In the past, folks let me know that the gaps on my resume didn’t work for them. And when I say I had health stuff, they “kindly” reply with a “no thanks” or “they’ll look elsewhere” — when there was literally nothing I could do at the time.
I’m lucky that my job took a chance. And after a few months, it’s worked great. They care that I’m both valuable and sick, and work with me.
A social worker who insisted on meeting in person told me that I can't make anything over $10,000.00 a year if I want to keep my Medicare and partial Medicaid.
I guess she wanted to make sure I’m still not a starfish and that my legs still didn’t magically grow back.
In any case, that isn't what Medicare or Medicaid told me on the phone. They said I'd just pay extra for my Medicare and not get cut off.
Since I’m still technically disabled, my Lupus and corresponding issues haven’t gone anywhere.
And being asked these repetitive questions just get on my nerves.
Just as Access a Ride in NYC doesn’t have the same info for the dispatchers, operators and drivers, neither do Medicare, social workers or insurance companies.
Access-A-Ride is a paratransit company that is used like buses and cabs around the city for disabled and elderly people. We pay for it and they provide shitty service. That’s part of my new job: to make it better.
Why is it a crime to be disabled in the US? Why do they, and I mean the US government they treat us like the enemy?
I was born and raised in Queens, NY. But my country treats me and other people like me as third-class citizens. Why?
What the hell did I pay taxes for when I worked before and now that I’m working again?
What are my brother and sister working for?
What are other Americans working for? Some fake ass American dream?
This is what I’m working towards.
This is what my future children will get? WTF is that?
This isn’t the America my dad came to — and subsequently died from — for his kids. My dad died of a heart attack 18 years ago at the age of 40. His American dream had become a nightmare and it took him out.
And this is not the America my mother grew up in.
I’m going to fight every damned day to make it better. I don’t want reality to be like Terminator Apocalypse in the future. My legs are mechanical. I’m not.
I’m their worst enemy. I’m everything they don’t like. But the people like me and that counts. Bigly.
I don’t care what the elite want.
I'm here, I’m American and I’m an adult. I might have two metal legs and one mechanical knee but I’m still human.
I have rights.
I deserve help from my government. I work hard. I want to build something for my family and myself.
If these Republicans are pro-life, it shouldn’t stop at the womb. It should mean all of us. Period.
After all, that’s what Jesus would do.
Eman Rimawi is a Black, Native American and Palestinian woman who lives in NYC and began writing poetry and prose early in life.
Her natural creativity steered her towards becoming a spoken-word artist, educator and youth organizer for dozens of non-profit organizations in New York City, including: The Audre Lorde Project, FUREE, Casa Atabex Ache and The Jed Foundation. She went on to teach creative writing, community organizing, history and political science workshops to youth in New York.

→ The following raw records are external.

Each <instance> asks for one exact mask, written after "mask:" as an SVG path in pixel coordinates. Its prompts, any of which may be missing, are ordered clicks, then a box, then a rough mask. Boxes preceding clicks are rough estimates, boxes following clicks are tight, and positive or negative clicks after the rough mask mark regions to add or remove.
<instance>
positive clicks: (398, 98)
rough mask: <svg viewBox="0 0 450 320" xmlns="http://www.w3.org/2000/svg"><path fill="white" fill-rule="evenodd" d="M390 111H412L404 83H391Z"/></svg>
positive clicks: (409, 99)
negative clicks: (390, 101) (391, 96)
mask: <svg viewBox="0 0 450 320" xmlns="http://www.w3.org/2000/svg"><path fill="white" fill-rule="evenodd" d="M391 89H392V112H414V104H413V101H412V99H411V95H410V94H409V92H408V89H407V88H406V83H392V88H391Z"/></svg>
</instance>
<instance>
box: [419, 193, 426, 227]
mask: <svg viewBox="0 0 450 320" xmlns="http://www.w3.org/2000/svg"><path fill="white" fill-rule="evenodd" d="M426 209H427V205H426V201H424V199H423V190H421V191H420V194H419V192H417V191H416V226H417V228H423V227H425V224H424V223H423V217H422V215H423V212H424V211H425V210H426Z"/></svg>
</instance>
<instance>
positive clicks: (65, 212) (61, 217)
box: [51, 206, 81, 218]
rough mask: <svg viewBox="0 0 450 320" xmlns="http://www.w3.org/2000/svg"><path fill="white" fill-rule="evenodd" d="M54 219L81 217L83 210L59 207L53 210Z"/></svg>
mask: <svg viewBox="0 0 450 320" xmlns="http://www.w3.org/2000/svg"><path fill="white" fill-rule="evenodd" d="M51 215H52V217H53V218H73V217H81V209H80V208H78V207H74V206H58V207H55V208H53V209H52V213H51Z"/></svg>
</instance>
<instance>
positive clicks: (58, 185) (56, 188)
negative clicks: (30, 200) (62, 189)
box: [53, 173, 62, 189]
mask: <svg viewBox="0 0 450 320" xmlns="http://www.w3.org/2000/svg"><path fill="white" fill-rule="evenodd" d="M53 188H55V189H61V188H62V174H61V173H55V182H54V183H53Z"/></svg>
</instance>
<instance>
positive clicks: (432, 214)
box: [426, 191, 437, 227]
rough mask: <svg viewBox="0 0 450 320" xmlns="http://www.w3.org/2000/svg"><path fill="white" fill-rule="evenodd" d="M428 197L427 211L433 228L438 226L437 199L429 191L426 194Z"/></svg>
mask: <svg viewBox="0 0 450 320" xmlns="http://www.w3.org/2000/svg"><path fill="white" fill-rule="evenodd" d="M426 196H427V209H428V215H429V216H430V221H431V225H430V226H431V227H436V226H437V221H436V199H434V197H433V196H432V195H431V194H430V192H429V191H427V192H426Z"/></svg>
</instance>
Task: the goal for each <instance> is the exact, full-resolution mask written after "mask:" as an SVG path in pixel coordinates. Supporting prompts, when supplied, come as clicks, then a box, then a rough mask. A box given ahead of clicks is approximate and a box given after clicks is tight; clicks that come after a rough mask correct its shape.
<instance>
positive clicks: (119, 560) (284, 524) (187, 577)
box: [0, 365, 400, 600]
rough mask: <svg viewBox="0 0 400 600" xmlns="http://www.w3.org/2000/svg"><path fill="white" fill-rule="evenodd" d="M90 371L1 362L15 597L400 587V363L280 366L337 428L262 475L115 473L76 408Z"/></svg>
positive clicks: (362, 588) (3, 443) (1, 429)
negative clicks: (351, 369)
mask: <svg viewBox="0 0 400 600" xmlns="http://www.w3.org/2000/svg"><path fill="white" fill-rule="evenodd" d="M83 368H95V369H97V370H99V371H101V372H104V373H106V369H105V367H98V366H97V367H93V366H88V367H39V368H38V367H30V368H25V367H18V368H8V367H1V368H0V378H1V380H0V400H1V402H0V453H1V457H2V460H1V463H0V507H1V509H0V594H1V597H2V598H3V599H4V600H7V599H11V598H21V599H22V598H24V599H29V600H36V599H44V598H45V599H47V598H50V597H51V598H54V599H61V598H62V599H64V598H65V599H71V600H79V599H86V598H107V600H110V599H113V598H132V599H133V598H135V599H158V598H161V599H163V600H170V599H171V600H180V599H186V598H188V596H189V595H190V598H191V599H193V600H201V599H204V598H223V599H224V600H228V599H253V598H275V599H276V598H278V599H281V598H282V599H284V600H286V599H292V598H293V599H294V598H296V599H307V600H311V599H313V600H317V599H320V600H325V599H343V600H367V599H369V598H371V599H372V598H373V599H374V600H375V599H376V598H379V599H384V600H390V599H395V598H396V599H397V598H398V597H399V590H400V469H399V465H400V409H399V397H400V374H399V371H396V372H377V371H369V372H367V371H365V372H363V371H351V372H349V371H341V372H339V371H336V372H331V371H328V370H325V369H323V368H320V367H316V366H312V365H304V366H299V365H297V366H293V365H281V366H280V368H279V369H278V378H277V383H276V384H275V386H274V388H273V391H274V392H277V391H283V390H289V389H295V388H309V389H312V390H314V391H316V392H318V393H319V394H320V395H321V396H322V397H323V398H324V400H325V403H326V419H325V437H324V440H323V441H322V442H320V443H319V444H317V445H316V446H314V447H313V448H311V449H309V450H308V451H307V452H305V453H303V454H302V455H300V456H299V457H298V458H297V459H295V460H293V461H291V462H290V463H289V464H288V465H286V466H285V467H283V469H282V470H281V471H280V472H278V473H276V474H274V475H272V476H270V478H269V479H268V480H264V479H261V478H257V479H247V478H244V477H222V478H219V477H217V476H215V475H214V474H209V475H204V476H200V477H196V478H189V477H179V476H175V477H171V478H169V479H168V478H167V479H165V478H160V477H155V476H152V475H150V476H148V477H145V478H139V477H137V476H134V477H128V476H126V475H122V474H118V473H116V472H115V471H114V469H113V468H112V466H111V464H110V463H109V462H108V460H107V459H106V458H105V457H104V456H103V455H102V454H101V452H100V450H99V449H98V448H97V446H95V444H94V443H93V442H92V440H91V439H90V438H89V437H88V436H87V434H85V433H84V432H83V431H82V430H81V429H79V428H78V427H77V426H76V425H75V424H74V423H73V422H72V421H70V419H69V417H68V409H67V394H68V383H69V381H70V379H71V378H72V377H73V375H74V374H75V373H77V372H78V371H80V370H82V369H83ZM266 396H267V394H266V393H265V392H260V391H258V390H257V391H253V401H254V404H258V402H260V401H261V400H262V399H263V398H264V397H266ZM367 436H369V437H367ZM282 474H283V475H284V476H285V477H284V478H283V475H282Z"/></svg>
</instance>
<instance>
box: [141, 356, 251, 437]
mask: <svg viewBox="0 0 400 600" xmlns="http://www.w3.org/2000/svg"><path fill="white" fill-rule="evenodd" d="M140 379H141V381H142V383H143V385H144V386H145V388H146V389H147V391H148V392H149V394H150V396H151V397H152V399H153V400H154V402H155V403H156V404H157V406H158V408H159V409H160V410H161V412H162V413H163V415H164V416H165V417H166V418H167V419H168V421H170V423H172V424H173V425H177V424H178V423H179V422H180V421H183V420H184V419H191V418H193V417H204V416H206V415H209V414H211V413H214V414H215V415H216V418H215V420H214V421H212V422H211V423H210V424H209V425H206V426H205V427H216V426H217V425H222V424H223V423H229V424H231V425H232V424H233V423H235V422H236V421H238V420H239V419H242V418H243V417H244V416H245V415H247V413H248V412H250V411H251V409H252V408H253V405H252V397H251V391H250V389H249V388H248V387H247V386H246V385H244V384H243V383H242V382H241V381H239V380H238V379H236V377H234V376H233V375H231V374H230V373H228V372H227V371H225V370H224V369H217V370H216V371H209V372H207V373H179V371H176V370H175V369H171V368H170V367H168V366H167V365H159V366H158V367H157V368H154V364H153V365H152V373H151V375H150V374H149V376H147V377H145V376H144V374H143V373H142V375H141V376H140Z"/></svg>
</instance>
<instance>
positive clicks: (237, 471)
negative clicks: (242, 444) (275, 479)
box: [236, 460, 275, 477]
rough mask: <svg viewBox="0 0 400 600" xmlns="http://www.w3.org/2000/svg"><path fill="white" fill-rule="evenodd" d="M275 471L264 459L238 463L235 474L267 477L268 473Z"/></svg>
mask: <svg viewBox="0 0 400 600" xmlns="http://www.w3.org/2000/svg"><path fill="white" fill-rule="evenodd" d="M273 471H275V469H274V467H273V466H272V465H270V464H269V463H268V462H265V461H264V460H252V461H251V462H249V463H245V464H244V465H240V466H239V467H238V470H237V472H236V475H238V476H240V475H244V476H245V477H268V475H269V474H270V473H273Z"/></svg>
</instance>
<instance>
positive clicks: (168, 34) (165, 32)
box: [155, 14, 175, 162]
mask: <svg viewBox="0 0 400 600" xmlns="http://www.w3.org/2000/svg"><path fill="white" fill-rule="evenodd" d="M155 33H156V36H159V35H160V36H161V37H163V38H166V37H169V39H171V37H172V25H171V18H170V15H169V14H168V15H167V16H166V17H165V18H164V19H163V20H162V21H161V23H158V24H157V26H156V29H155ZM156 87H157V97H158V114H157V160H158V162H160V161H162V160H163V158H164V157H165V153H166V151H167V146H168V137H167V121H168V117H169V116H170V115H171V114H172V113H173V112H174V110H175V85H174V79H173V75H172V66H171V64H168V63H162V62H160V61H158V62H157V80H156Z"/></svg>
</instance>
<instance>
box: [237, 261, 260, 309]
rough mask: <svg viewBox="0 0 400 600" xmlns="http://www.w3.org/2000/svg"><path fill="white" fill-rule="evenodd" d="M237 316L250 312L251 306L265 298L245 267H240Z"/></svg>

Eman has been focused on organizing around disability rights and staying true to her passion for community connectedness and proven strength. She started Amped Up, an organization that helps disabled people to be creative and live lives they love; through fashion, creativity and social gatherings. She is putting out graphic novels and children's books where disabled people are the main characters, and is facilitating workshops to support businesses who employ disabled people to better support and interact with their staff.
Eman joined NYLPI as its Access-A-Ride Campaign Coordinator and Organizer. She will be organizing around making Access-A-Ride better for its customers.